Wednesday, October 27, 2010

Interval Running

Several people have suggested I participate in interval runs as a way to increase my speed.  Interval runs, in case you don't know, are fast runs interlaced with slower runs.  For example, my regular pace is about 12.5 minute miles, but I want to be running at 8 minute miles.  So, I would do a short warm-up pace at a slow pace, then do a tenth mile at my 12.5 minute mile, followed by a mile at my target speed, then back to a tenth at current pace, followed by a mile at targeted speed, and so forth.  Today I decided to do my first interval run on the treadmill Maline's mom just gave us.  This gave me control on what I was doing and how I was doing it, so I knew that I would not be likely to hurt myself in the process.  I started out at a slow walk, then moved to my tenth mile at five miles per hour (12 minute mile).  I then went to 7 miles per hour for the next mile (8.57 minute miles).  This was the fastest I thought I would be able to go for a mile, so it seemed like a good starting point.  After all, 3 weeks ago, I was very pleased with 8:55 miles on the track, so 8:57 seemed like it should be a good challenge.

At the end of the mile I resumed my slower pace for a tenth mile.  I realized that 7 miles per hour seemed too easy, so I did my next mile at 8 miles per hour (7.5 minute miles).  Half way through I realized this still seemed too easy, so I raised the incline on the treadmill to get more of a challenge.  At the end of a mile I returned to 5 mph for a tenth of a mile, then decided to jump to 9 mpg (6.7 minute miles).  I set the incline at 2.5 and ran.  Surprisingly, I maintained the pace for the entire mile, making me feel extremely proud of my self.  At the end of the mile, I slowed to 5 mph, then 4 mph, before coming to a stop.  In all, I did 3.5 miles in 30 minutes, thus maintaining an average of 7 mph over the length of the run.  In other words, I sustained an average speed that was the same as what I had been forcing myself to do for only a mile.  I felt I could keep going, but decided that I had beaten my goal and it was best not to risk hurting myself by pushing too hard.

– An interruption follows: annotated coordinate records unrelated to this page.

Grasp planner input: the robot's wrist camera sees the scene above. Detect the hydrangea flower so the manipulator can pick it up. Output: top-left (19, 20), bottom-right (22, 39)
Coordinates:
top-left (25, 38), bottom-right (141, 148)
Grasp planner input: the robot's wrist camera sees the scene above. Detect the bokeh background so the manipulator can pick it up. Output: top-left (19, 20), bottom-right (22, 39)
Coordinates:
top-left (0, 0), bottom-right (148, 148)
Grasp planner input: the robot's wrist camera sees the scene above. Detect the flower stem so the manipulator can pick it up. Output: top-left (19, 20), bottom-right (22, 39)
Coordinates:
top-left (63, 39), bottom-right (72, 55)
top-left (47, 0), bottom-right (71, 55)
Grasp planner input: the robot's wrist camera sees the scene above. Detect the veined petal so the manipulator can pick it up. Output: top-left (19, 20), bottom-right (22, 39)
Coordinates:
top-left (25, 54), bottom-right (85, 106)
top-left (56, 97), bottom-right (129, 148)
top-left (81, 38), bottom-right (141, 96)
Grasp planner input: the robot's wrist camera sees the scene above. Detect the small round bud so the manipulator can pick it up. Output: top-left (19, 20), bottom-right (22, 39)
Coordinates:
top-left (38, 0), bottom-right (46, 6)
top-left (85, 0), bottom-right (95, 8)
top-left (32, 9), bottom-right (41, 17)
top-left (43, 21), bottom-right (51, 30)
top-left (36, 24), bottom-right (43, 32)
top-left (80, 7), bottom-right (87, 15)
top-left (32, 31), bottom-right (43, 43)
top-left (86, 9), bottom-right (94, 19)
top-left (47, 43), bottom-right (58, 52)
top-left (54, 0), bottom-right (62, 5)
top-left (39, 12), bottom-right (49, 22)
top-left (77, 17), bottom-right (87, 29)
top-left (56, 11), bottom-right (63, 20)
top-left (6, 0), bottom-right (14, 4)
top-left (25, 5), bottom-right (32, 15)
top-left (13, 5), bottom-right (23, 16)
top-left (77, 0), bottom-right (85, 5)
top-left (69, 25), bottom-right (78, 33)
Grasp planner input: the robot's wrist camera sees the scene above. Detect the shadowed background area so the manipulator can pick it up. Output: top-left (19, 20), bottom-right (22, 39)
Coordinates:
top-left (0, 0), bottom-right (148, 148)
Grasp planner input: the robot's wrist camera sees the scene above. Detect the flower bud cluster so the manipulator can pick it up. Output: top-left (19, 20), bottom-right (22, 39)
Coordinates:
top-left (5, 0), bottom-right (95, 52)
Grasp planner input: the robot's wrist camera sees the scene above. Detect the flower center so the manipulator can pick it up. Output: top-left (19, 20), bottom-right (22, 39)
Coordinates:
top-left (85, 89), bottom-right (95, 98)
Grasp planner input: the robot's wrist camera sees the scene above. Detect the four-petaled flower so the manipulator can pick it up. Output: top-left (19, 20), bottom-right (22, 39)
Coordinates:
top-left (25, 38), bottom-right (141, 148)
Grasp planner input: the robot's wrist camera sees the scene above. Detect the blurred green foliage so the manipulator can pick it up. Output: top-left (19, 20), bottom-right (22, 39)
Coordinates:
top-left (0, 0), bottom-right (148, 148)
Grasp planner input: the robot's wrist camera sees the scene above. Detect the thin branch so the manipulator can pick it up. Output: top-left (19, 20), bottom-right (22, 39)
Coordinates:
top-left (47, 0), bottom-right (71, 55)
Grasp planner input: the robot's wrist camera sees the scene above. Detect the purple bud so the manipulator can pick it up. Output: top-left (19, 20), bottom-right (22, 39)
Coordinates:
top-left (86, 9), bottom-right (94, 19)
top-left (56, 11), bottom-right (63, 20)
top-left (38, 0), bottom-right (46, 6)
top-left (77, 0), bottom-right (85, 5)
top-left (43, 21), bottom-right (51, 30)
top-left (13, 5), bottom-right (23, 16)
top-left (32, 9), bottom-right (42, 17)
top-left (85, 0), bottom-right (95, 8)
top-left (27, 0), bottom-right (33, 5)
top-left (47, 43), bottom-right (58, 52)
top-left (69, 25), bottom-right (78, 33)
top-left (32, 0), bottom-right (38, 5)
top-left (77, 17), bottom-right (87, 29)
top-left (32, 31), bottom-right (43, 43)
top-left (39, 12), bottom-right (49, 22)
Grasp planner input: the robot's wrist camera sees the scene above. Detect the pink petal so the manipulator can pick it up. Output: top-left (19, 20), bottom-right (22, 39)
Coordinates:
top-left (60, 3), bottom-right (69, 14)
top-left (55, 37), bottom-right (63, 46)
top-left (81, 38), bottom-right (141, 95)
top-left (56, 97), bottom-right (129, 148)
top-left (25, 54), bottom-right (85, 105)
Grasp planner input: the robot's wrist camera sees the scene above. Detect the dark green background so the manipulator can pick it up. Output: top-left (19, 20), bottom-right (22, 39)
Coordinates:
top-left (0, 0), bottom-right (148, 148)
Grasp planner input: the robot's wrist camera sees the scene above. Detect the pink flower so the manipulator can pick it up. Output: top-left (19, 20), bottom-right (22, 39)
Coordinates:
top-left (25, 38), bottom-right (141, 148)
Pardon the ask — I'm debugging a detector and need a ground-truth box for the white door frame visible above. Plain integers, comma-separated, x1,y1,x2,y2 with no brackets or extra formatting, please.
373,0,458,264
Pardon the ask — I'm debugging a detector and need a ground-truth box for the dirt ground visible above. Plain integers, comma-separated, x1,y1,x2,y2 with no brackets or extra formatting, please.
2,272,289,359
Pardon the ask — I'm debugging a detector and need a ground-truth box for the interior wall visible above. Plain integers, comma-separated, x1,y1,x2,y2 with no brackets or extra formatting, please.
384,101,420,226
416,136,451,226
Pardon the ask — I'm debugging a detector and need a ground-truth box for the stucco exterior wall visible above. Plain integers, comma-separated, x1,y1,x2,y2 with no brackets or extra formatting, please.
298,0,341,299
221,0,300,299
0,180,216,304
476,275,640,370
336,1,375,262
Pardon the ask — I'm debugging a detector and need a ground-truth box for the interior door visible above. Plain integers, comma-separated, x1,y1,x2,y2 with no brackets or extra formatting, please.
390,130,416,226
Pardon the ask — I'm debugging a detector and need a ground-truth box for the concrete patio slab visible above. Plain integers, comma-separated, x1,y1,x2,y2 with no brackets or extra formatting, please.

When I finished the interval trainings, I started working on core strengthening.  Six Hundred crunches and other variants of abdominal exercises had me feeling the best I've felt in some time.  In fact, I cannot remember ever feeling this healthy, motivated, and in shape!  Just a few weeks ago I was going to be content to finish the marathon under the 7 hour maximum time alloted.  Now my goal is to be under 4 hours, and perhaps even under 3.5.  When I started this journey, I never imagined that I would set a goal like that.  But now it seems attainable, and like I would be cheating myself not to run the marathon in less then four hours!

Daily I find more people who are following my writings and offering words of encouragement.  I am inspired by the people that tell me I am their inspiration.  I am ready for that medal which says that I completed the 26.2 miles, as well as the 26.2 sticker to put on the back of my car!

Finally, I have to thank my wife, Maline, and my son, Josh, for all their support.  They get up in the mornings a few times per week after I've already left for a run.  I am not there to help them in the mornings, and they never complain or get upset.  I did not consider how much time this training was going to take away from them.  I am grateful for their continued support!